Do you have a cold that doesn’t seem to go away? Expert explains why

After three years of the Covid-19 pandemic, and in a winter with virtually all restrictions lifted, worldwide, there was an exponential growth in flu cases in various parts of the globe, including in Portugal.

The effects were felt in hospital services, with more people complaining of more severe symptoms or more severe flu cases than usual. Chris Smith, doctor, virologist and professor at the University of Cambridge, in the United Kingdom, recalls that, in the country, at Christmas time, the laboratory recorded that one in four samples collected from the population tested positive for the flu, far above what would be considered “a normal year.

“It was a contrast with the two previous flu seasons, when we had few or no cases, and this year we have a graph that looks like Everest”, points the expert to the Telegraph.

The most serious phase seems to have already passed, both for the flu and for Covid-19, which also registered an increase in cases in the festive season, but the real picture of what the pandemic isolation did to the population’s immunity in the face of respiratory viruses. It also illustrates well the explanation of why even those who this year escaped the flu, perhaps did not escape a brave cold, perhaps the strongest you have ever had.
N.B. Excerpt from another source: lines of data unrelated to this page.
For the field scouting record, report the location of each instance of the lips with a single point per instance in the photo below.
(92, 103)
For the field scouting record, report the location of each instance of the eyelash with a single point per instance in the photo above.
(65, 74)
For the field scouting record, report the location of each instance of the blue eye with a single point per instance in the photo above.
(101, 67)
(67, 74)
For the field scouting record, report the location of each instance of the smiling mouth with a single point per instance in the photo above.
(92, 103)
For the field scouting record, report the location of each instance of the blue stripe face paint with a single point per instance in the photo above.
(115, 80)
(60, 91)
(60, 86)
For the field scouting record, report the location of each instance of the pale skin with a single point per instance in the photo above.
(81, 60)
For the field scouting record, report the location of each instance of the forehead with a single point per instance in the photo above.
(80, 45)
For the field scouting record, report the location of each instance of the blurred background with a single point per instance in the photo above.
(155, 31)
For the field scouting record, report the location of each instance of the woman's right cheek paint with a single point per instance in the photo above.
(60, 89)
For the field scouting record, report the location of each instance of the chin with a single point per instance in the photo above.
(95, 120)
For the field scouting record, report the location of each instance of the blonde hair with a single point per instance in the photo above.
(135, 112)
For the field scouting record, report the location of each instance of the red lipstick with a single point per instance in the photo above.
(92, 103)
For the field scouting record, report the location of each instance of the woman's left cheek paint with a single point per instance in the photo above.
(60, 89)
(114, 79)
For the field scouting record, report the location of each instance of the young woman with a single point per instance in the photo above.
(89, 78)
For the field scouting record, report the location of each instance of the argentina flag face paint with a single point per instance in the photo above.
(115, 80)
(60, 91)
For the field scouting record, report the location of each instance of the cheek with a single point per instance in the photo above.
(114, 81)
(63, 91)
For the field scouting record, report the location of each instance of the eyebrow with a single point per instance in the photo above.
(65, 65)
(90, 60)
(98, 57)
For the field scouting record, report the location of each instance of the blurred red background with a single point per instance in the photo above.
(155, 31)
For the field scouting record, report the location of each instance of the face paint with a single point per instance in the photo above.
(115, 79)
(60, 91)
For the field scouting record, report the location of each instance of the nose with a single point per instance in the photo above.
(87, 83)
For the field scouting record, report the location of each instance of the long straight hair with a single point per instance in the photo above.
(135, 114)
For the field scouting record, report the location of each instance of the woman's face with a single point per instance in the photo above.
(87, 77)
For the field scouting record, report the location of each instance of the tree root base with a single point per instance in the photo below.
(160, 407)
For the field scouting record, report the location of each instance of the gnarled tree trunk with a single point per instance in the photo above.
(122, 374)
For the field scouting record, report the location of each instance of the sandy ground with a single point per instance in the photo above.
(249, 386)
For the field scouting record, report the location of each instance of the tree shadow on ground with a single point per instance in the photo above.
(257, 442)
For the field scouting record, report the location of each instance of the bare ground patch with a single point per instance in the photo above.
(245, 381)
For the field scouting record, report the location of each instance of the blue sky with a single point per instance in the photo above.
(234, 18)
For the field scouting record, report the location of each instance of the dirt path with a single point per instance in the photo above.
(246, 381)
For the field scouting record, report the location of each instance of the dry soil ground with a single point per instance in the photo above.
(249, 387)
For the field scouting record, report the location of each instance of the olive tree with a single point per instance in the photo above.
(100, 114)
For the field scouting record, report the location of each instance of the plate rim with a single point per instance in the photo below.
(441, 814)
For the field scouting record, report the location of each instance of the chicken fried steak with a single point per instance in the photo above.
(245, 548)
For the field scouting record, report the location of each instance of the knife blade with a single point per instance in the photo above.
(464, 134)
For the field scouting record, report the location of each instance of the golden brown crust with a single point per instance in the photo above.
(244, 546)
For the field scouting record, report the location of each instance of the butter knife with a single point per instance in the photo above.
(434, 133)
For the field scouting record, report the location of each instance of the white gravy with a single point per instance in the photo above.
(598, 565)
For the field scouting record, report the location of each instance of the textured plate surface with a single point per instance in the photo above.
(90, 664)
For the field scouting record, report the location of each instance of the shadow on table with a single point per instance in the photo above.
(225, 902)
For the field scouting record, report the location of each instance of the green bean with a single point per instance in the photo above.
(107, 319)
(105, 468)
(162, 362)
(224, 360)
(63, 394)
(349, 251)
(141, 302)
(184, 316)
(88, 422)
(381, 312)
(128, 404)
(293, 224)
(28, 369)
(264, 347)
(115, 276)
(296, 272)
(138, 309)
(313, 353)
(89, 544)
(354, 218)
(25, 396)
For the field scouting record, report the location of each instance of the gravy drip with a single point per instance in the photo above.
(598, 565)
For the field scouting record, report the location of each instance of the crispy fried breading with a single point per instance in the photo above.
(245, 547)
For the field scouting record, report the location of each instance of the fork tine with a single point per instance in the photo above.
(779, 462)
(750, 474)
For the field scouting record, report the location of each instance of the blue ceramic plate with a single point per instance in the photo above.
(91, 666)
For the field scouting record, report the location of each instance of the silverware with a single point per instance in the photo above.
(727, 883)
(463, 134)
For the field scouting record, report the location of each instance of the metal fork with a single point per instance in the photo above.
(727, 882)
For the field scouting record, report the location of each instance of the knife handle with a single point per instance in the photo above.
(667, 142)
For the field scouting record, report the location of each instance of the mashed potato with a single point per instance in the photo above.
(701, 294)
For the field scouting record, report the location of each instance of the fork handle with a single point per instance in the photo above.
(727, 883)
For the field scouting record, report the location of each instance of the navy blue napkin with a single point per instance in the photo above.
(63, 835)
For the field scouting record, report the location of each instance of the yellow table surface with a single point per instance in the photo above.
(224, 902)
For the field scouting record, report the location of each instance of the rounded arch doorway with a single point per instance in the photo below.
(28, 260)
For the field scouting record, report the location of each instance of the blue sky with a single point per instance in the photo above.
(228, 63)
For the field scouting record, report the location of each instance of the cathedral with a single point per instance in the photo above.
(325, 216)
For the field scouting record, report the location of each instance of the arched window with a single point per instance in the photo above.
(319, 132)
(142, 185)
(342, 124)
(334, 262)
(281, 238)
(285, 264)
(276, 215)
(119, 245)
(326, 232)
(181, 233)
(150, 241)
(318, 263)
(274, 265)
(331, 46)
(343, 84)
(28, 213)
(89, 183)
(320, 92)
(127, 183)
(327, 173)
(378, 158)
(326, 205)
“The flu is like our canary in a coal mine. It is one of the diseases that we monitor and measure closely, to keep up with the pace at which the virus is evolving. Thus, a huge increase in flu cases also points to a large increase in other diseases that we can catch similar, respiratory viruses such as influenza, coronavirus and rhinovirus, which are highly infectious and cause debilitating colds”, explains the specialist.
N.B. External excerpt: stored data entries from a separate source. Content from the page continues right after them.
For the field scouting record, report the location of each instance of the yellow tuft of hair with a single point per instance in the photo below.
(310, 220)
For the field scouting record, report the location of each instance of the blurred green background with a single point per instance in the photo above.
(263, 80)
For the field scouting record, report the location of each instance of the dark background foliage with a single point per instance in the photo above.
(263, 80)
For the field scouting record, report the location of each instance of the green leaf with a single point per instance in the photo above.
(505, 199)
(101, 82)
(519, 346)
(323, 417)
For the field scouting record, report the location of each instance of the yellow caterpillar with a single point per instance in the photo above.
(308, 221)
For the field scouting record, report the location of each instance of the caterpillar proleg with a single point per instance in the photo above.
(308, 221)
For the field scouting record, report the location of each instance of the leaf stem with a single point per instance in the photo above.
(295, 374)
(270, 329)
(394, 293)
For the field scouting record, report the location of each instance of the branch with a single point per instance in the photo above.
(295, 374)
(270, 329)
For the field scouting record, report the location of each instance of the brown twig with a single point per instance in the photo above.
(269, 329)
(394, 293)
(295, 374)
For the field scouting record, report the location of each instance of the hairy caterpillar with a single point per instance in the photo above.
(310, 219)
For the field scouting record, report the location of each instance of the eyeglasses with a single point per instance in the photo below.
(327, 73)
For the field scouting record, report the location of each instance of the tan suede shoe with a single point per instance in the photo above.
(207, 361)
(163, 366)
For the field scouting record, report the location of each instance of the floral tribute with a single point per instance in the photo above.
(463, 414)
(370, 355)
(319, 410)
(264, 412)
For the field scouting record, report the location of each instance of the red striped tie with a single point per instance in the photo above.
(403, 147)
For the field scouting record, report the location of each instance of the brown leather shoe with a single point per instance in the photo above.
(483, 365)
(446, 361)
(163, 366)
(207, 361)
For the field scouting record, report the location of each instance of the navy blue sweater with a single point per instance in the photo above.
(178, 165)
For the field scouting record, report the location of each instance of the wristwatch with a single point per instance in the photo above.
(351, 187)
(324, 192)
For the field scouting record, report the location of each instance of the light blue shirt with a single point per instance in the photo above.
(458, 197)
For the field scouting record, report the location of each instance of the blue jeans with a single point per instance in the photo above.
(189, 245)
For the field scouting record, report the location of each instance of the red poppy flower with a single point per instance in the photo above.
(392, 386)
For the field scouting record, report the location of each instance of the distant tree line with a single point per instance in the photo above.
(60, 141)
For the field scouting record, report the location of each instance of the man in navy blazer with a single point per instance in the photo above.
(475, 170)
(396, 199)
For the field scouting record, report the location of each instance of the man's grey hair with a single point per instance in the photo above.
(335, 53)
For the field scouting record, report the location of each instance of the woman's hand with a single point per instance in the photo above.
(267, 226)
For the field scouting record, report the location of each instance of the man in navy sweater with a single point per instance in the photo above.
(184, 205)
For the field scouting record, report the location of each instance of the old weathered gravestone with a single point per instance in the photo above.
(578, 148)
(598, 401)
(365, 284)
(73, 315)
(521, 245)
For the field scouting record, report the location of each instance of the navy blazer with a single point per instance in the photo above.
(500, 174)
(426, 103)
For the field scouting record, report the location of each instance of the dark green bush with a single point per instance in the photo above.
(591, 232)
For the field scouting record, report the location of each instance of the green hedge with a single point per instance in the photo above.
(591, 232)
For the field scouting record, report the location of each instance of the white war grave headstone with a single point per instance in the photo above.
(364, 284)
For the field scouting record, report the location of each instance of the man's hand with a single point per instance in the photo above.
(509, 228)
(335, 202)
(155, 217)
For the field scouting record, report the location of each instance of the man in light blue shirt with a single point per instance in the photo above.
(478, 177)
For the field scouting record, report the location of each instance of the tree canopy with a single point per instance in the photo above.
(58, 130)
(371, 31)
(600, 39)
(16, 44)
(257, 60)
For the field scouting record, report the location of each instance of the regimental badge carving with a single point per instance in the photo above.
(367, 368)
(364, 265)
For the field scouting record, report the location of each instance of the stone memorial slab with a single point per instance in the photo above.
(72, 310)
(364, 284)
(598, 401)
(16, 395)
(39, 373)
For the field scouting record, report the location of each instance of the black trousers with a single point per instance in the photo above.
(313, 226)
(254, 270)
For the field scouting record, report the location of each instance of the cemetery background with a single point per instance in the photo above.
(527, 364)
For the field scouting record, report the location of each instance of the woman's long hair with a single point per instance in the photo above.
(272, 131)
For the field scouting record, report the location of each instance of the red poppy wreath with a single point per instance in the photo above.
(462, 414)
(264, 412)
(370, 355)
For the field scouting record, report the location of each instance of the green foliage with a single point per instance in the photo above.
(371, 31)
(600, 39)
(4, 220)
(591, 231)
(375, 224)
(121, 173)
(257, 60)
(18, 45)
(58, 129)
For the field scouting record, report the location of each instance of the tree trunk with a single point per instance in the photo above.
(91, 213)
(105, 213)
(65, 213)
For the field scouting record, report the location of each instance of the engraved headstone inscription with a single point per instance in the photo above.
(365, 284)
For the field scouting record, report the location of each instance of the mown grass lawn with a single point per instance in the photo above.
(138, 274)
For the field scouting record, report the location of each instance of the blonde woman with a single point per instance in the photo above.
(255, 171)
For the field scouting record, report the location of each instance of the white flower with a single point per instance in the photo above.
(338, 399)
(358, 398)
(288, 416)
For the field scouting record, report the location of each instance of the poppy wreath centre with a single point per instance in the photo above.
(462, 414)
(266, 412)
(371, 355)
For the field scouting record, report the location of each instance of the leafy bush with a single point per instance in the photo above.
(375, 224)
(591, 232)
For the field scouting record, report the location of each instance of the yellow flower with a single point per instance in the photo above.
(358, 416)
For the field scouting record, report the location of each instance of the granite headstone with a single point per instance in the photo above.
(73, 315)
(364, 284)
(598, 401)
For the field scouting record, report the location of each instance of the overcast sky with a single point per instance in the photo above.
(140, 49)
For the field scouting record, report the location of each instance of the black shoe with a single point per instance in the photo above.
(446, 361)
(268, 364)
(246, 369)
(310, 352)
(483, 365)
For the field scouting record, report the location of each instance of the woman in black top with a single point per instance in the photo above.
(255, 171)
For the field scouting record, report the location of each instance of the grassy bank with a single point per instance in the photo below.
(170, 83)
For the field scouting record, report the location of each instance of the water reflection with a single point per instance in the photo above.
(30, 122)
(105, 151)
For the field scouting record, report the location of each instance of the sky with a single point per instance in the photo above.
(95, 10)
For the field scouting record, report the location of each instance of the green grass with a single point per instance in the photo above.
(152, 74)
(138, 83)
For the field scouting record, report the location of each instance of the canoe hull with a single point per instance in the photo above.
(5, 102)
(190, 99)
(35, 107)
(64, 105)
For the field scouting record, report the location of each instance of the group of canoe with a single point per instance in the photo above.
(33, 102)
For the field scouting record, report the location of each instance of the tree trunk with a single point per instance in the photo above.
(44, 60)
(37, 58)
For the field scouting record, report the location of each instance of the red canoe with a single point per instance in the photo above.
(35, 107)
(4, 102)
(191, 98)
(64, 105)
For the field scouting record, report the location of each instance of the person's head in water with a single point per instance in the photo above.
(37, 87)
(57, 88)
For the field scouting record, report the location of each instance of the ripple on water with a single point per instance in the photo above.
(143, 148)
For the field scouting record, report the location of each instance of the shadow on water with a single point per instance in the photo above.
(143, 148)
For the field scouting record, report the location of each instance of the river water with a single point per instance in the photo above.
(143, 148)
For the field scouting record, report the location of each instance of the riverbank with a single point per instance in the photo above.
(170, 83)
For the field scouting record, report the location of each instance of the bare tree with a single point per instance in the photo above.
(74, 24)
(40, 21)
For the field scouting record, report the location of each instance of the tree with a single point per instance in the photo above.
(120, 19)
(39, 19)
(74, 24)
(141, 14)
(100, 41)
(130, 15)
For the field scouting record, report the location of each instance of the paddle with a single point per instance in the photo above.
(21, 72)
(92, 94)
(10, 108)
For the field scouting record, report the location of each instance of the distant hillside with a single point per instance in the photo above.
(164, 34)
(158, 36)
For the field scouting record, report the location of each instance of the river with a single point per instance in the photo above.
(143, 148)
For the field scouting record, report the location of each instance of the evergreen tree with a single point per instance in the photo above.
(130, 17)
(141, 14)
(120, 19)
At the same time, with the return of normality to day-to-day life, when we go to the cinema, to the shops, we take public transport or we go to an event, we are once again encountering old ‘viral enemies’ that the organism fights and defeats, resulting in an immune reinforcement, for this and other agents that we may encounter.
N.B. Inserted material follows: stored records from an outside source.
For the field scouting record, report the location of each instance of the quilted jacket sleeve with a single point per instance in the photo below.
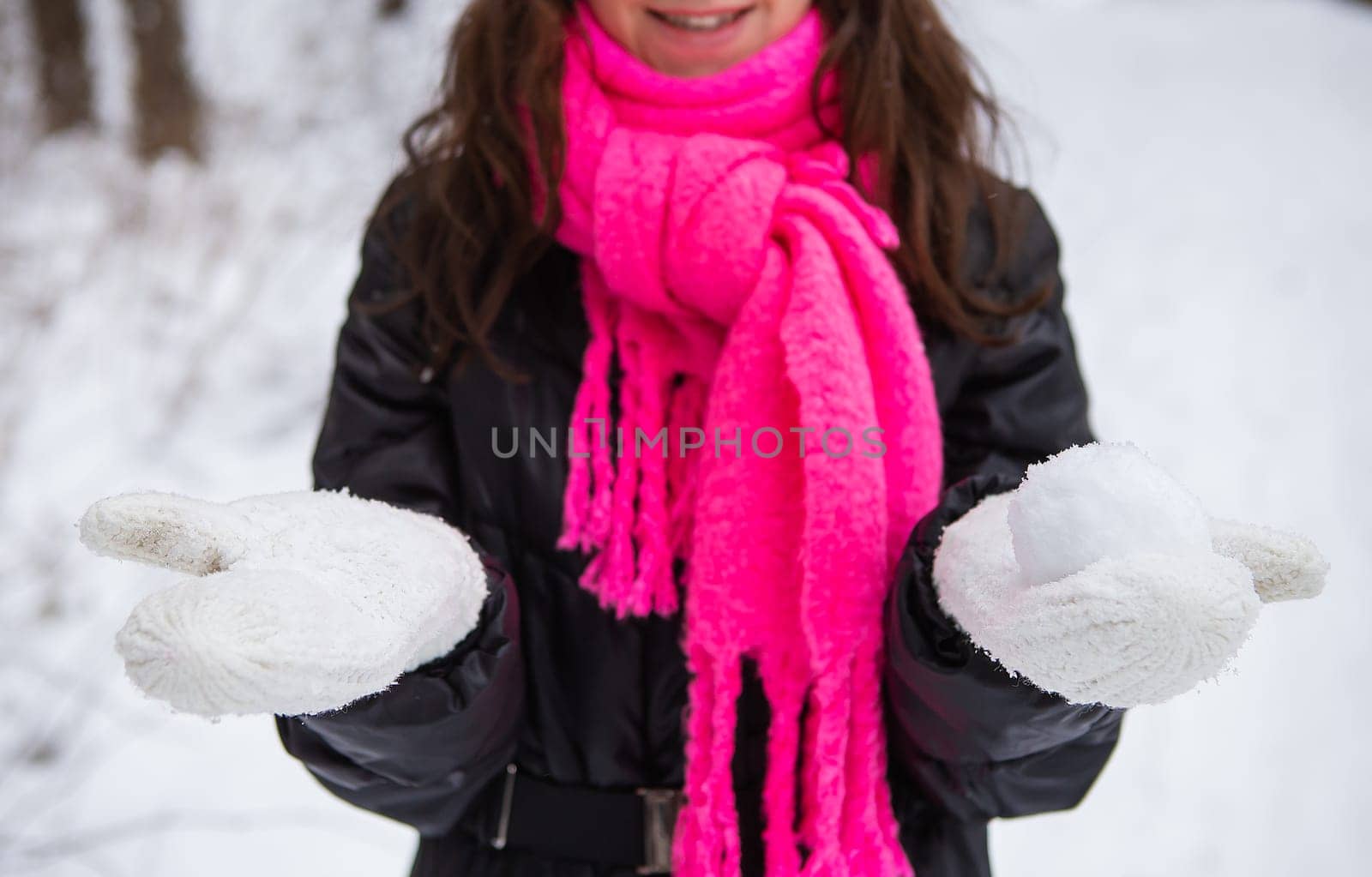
(969, 742)
(424, 748)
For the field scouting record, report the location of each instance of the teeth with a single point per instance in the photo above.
(700, 22)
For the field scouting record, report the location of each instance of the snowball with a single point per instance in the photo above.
(1095, 502)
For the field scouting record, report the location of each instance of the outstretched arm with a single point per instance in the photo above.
(972, 739)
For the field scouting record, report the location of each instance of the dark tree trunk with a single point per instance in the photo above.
(166, 106)
(63, 73)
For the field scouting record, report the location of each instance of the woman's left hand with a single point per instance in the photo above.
(1102, 580)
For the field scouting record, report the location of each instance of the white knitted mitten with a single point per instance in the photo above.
(1102, 580)
(304, 602)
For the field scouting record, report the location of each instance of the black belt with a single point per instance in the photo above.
(630, 829)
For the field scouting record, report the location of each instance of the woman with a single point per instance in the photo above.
(482, 283)
(770, 333)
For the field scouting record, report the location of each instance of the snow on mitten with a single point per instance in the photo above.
(304, 602)
(1102, 580)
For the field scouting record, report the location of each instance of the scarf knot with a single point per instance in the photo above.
(766, 351)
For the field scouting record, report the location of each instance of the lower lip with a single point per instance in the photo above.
(701, 40)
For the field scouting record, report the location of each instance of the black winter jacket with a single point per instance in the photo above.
(571, 694)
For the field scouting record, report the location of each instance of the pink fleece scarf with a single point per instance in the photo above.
(740, 285)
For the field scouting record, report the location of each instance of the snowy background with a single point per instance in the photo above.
(172, 327)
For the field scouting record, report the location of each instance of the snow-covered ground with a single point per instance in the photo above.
(172, 328)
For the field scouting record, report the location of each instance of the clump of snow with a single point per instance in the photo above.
(172, 328)
(1101, 500)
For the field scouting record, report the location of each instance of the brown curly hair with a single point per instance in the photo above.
(470, 239)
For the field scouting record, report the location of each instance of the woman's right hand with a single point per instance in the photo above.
(298, 602)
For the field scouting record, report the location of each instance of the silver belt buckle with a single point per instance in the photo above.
(660, 808)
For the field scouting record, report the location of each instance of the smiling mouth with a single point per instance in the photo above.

The same goes for the flu. Even if you think you didn’t have it, because you didn’t have particularly severe symptoms, you may have had a mild infection, attenuated by a “well trained” immune system or previous contact with the virus.
When Covid-19 led to confinement and isolation, the spread of other viruses and infections was stopped, so the body was no longer so exposed to these agents and, therefore, losing ‘training’.

“Now we’ve developed some level of immune amnesia for some of the infections we’ve spent a lifetime learning to fight,” points out Chris Smith.

The consequence of this “immune deficit” is now that diseases that our body used to fight without any problem, now prove to be more difficult and produce more intense symptoms.

“Several relentless infections, mild or with some symptoms, will lead to what we think is the same cough or cold for several weeks. Some people will even think they have long-term Covid, even if that is not the case ”, clarifies the expert.

Thus, the most felt effects of viruses and respiratory infections are due to the ‘reeducation’ and ‘relearning’ of the body to deal with agents it is no longer used to, so that it can neutralize them again more easily.